Optionally stems a single word or list of tokens.
Normalizes scores based on the specified method.
Normalizes a list of scores using L1 (Manhattan) norm.
Normalizes a list of scores using L2 (Euclidean) norm.
Processes tokens by optionally removing stopwords and applying stemming.
Tokenizes and processes a document or token list.
Types
@type token_vector() :: [String.t()]
A token vector representing a single document.
This is a list of processed token strings. Tokens should already be stemmed and filtered (stopwords removed) if those options were used.
@type token_vector_collection() :: [[String.t()]]
A collection of token vectors representing multiple documents.
Functions
Optionally removes stopwords from a list of tokens.
Examples
iex> ExNlp.Ranking.Base.maybe_remove_stopwords(["the", "quick", "brown"], false, :english)
["the", "quick", "brown"]
iex> ExNlp.Ranking.Base.maybe_remove_stopwords(["the", "quick", "brown"], true, :english)
["quick", "brown"]
Optionally stems a single word or list of tokens.
Examples
iex> ExNlp.Ranking.Base.maybe_stem("running", true, :english)
"run"
iex> ExNlp.Ranking.Base.maybe_stem(["running", "jumping"], true, :english)
["run", "jump"]
iex> ExNlp.Ranking.Base.maybe_stem("running", false, :english)
"running"
Normalizes scores based on the specified method.
Arguments
scores- List of numeric scores to normalizemethod- Normalization method::l1,:l2, ornil(no normalization)
Examples
iex> ExNlp.Ranking.Base.normalize([3.0, 4.0], :l2)
[0.6, 0.8]
iex> ExNlp.Ranking.Base.normalize([1.0, 2.0, 3.0], :l1)

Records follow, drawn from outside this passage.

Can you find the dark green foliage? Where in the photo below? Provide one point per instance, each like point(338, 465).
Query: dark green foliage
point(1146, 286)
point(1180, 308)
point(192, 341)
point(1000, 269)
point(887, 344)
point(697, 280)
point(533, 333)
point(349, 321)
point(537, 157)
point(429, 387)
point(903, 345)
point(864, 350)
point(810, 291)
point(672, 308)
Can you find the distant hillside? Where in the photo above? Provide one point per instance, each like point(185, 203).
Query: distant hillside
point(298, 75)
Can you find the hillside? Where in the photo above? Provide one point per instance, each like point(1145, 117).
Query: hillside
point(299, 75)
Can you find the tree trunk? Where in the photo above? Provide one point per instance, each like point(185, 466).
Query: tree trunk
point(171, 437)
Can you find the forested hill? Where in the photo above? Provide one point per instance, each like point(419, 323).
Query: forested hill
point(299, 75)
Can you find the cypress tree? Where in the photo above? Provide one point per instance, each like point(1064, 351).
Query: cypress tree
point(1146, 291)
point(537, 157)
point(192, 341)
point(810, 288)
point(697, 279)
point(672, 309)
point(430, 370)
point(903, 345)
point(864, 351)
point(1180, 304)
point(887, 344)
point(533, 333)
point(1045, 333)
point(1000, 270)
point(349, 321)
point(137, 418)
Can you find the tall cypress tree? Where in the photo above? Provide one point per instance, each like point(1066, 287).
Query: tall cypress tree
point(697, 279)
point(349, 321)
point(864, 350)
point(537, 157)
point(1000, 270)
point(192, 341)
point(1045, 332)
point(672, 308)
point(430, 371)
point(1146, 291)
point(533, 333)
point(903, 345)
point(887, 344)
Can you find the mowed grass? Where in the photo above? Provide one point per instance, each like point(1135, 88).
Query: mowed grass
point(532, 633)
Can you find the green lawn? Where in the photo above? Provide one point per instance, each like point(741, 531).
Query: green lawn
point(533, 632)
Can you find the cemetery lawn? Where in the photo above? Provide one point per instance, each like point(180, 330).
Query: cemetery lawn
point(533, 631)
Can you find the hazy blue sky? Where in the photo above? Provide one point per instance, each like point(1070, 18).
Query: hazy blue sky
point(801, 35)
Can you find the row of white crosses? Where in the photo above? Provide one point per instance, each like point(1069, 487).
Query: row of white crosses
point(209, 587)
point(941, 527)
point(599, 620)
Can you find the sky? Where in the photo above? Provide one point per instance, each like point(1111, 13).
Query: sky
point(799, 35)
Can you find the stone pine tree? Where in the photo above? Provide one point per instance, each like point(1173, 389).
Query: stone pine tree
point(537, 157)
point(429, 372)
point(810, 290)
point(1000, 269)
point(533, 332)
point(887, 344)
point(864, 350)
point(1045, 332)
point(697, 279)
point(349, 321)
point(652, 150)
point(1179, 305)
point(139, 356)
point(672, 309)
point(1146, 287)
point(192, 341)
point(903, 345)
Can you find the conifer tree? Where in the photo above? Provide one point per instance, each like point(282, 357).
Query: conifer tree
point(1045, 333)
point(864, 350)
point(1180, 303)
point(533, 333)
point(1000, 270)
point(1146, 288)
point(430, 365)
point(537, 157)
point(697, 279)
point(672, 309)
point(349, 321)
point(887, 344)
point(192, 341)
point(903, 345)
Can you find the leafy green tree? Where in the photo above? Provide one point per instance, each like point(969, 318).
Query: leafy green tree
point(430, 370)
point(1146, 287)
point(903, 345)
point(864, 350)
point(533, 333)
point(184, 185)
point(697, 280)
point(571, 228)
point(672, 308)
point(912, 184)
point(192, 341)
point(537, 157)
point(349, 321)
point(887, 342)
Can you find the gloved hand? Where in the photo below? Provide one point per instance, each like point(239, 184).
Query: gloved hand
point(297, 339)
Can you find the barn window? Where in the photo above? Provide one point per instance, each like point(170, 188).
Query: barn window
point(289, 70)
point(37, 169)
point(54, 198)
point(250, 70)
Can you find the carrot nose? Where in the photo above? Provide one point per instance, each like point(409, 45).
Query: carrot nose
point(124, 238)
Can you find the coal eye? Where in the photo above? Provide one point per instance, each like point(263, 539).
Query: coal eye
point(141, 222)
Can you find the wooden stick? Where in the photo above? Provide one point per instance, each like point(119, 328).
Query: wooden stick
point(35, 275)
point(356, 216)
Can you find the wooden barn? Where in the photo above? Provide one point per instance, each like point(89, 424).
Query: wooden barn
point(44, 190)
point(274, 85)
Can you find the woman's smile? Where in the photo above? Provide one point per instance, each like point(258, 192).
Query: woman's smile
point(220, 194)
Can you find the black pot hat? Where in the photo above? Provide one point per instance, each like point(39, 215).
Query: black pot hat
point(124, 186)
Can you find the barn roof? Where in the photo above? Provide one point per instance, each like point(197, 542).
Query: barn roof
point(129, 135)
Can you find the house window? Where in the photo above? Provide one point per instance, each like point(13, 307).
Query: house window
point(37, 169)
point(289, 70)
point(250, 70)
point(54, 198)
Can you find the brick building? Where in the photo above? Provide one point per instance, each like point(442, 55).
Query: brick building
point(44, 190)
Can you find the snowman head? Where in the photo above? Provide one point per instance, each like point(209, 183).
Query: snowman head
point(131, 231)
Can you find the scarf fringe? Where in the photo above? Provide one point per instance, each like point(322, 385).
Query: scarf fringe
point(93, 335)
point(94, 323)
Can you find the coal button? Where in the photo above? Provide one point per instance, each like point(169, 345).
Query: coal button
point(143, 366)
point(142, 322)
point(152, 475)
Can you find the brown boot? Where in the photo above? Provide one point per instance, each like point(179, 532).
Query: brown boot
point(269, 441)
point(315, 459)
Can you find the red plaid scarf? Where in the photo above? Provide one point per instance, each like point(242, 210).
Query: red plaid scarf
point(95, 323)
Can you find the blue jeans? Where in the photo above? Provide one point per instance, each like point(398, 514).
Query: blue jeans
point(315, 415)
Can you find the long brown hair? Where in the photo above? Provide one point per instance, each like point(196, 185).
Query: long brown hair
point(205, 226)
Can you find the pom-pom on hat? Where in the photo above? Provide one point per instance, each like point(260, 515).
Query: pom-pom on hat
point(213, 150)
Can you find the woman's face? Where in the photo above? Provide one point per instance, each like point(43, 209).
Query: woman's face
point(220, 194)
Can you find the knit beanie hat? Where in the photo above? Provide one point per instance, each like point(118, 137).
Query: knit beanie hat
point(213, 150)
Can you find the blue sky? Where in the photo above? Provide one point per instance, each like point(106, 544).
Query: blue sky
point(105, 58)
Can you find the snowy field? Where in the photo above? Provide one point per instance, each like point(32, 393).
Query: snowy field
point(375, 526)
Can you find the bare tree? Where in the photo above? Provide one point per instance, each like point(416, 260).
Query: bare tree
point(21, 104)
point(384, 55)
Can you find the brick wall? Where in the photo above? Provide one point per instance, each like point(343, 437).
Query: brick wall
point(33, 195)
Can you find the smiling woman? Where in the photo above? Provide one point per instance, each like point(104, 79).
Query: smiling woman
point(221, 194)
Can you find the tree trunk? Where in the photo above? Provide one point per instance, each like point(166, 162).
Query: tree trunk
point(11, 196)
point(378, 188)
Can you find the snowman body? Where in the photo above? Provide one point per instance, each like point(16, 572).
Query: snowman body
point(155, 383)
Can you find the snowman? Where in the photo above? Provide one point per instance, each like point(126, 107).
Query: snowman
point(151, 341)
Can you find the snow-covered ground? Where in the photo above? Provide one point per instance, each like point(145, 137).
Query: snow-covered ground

[0.16666666666666666, 0.3333333333333333, 0.5]
iex> ExNlp.Ranking.Base.normalize([1.0, 2.0, 3.0], nil)
[1.0, 2.0, 3.0]
Normalizes a list of scores using L1 (Manhattan) norm.
L1 normalization divides each score by the sum of all scores, resulting in scores that sum to 1.0 (probability distribution).
Examples
iex> ExNlp.Ranking.Base.normalize_l1([1.0, 2.0, 3.0])
[0.16666666666666666, 0.3333333333333333, 0.5]
iex> ExNlp.Ranking.Base.normalize_l1([2.0, 2.0])
[0.5, 0.5]
iex> ExNlp.Ranking.Base.normalize_l1([0.0, 0.0])
[0.0, 0.0]
Normalizes a list of scores using L2 (Euclidean) norm.
L2 normalization divides each score by the square root of the sum of squares, resulting in a unit vector.
Examples
iex> ExNlp.Ranking.Base.normalize_l2([3.0, 4.0])
[0.6, 0.8]
iex> ExNlp.Ranking.Base.normalize_l2([1.0, 2.0, 3.0])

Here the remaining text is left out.